How Ivan the Fool Defeats Civilized Pedagogies

A Guest Seminar on Globalization, Education and Change

12pm, Wednesday 8 February 2012, Room 133, Education Building (3700 McTavish)

with Layla AbdelRahim,  author, educator, Wild Children - Domesticated Dreams: 
Civilization and the Birth of Education

At the very root of the anthropogenic world we have marred with divisions by class, race, gender, species, and other isms lies the ontology of humanism deeply cemented in consumerism or the idea that everything exists in a hierarchy of “food chain”. Conceptualizing inter-species relationships in these terms ascribes a consumerist purpose for all of existence and provides the foundation for civilized epistemology and, by extension, is the cause for pedagogies of domestication, where the behaviour, dreams, and self-knowledge of human resources as well as other animals has to be appropriated and modified to fit the civilized labour and consumption order. Appropriation of wilderness, dreams, and lives requires an epistemology that refuses to know the other’s suffering and to feel the other’s pain. However, heroes such as Ivan the Fool from Russian folk tales, oblivious to the domesticated purpose, antagonistic to all forms of oppression and labour, and dependent on empathic and intricate relationships of cooperation with the wild point to different, unDarwinian and uncivilized ways of knowing.

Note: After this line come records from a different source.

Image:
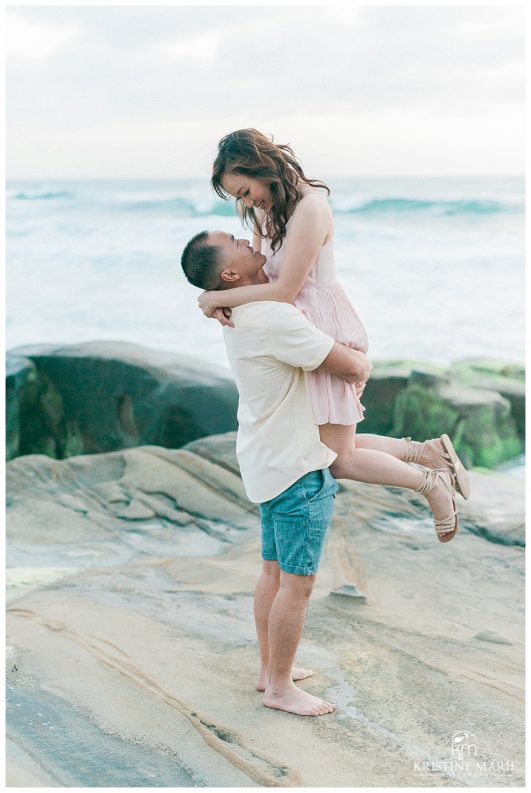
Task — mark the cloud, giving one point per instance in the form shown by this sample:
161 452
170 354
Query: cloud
35 40
150 75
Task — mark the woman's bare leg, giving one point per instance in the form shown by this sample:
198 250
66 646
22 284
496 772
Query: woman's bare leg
393 446
378 467
397 448
367 465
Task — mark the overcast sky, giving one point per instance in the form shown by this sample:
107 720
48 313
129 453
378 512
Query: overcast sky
136 91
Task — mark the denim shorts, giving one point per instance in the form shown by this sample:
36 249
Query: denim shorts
295 523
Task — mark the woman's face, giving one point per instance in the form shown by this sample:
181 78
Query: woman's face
253 192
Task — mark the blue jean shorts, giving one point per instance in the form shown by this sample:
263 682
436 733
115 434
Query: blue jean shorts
295 523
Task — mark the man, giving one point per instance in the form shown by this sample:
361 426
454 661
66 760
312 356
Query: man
284 465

Drawing from her research for her forthcoming book (Fernwood Publishing) entitled: Wild Children – Domesticated Dreams: Civilization and the Birth of Education, Dr AbdelRahim will discuss the importance of the anti-civilized hero in exploring the possibilities of overcoming the very ontology of education as rooted in the civilized need to separate the knower from the unknower, the possessor from the dispossessed or more accurately from the possessed, the person from the non-person, the male from the female, among endless other ways of othering and domesticating.

Born into an academic, multilingual, multicultural, and multinational family, Layla AbdelRahim began her journey through disciplines, cultures, and the world from the day she was born. She has reported on war, interviewed rebels, military commanders, and politicians while working with war refugees in north east Africa, has conducted anthropological research on medical practices, law, and parenting cultures in Europe, and has studied at top universities of the world: Bryn Mawr College in PA, Ecole des Hautes Etudes in Paris, Stockholm University, finally obtaining her Ph.D. from the University of Montreal. Her fields of expertise range from arts, through social sciences, to hard science all of which converge into her critical perspective on civilized practices, domestication, and education.

All are welcome to attend this brownbag lunch seminar.